Confusing output: AssertionError on Exercise 2 - layer_sizes

The expected output of this exercise is:

Expected output

The size of the input layer is: n_x = 5
The size of the hidden layer is: n_h = 4
The size of the output layer is: n_y = 2
All tests passed!

My code outputs these values (included below), but I get this error with different expected values:

The size of the input layer is: n_x = 5
The size of the hidden layer is: n_h = 4
The size of the output layer is: n_y = 2
---------------------------------------------------------------------------
AssertionError                            Traceback (most recent call last)
<ipython-input-23-a625d2d64083> in <module>
      5 print("The size of the output layer is: n_y = " + str(n_y))
      6 
----> 7 layer_sizes_test(layer_sizes)

~/work/release/W3A1/public_tests.py in layer_sizes_test(target)
     23 
     24     assert type(output) == tuple, "Output must be a tuple"
---> 25     assert output == expected_output, f"Wrong result. Expected {expected_output} got {output}"
     26 
     27     print("\033[92mAll tests passed!")

AssertionError: Wrong result. Expected (7, 4, 5) got (5, 4, 2)

Hi,

A test is being run where the tester passes you

    X -- input dataset of shape (input size, number of examples)
    Y -- labels of shape (output size, number of examples)

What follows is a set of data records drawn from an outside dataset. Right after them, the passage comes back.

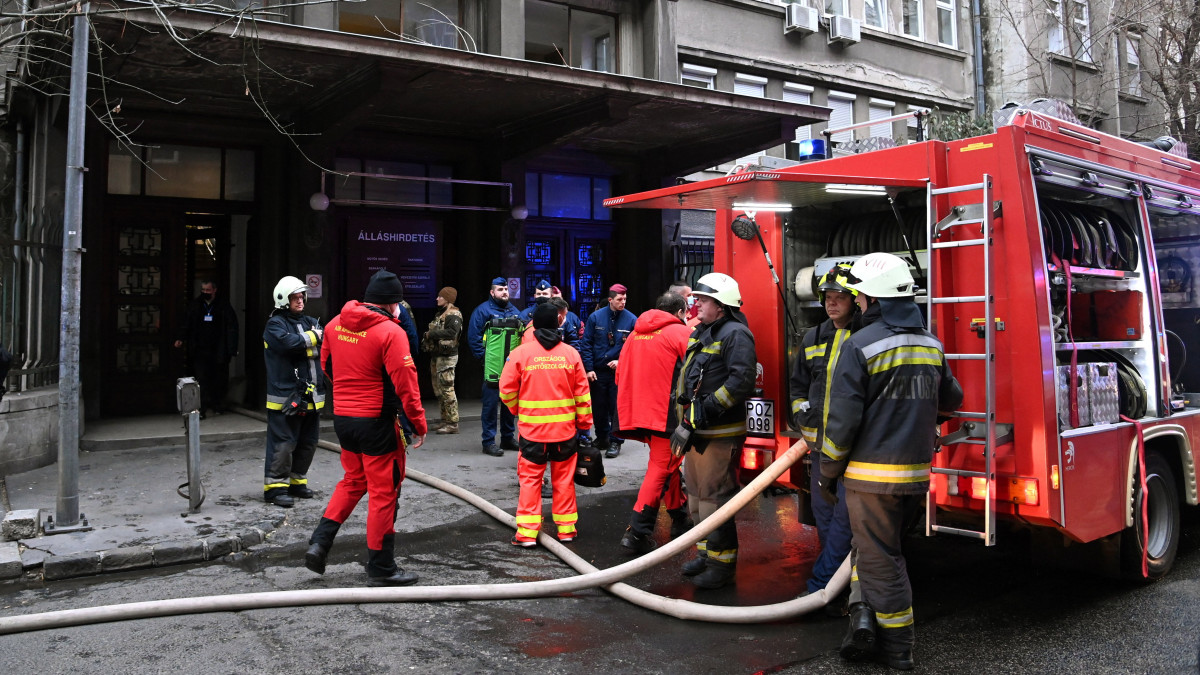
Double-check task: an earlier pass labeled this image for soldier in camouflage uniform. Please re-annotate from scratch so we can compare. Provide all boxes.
[421,286,462,434]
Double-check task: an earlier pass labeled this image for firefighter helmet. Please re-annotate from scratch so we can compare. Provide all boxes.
[817,263,858,303]
[691,271,742,307]
[271,276,308,309]
[846,253,914,298]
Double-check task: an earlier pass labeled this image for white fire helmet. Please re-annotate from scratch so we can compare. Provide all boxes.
[846,253,914,298]
[271,276,308,310]
[691,271,742,307]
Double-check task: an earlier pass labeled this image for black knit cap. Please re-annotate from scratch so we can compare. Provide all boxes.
[533,303,558,330]
[362,269,404,305]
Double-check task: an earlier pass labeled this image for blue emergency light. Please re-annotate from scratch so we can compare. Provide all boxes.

While the size of the hidden layer is always 4, you have to deduce the size of the input and output layers from X and Y. It’s not always 5 and 2.

2 Likes

There is more than one test case here. It looks like you are “hard-coding” the answers, instead of deriving them from the shapes of the inputs, as David suggests. “Hard-coding” is always a mistake, unless they specifically tell you to do that. We are trying to write general code here which works with any inputs.

2 Likes

Thanks for the quick replies, actually I’m not hard-coding them (except n_h, as stated in the text). I believe I can’t send more details about my solution, but what confused me is the text below the test results saying the expected outputs should be 5, 4, 2 and that seems what I’ve got with my answer. I’ll reset the notebook and try again.

I just changed the variable, If I may write that, and the accepted answer was the following:

The size of the input layer is: n_x = 5
The size of the hidden layer is: n_h = 4
The size of the output layer is: n_y = 2
All tests passed!

Just to leave here as more people can have similar questions.

It sounds like the bug was not literal “hard-coding”, but that you must have been referencing a global variable instead of the actual parameter(s) passed to the function.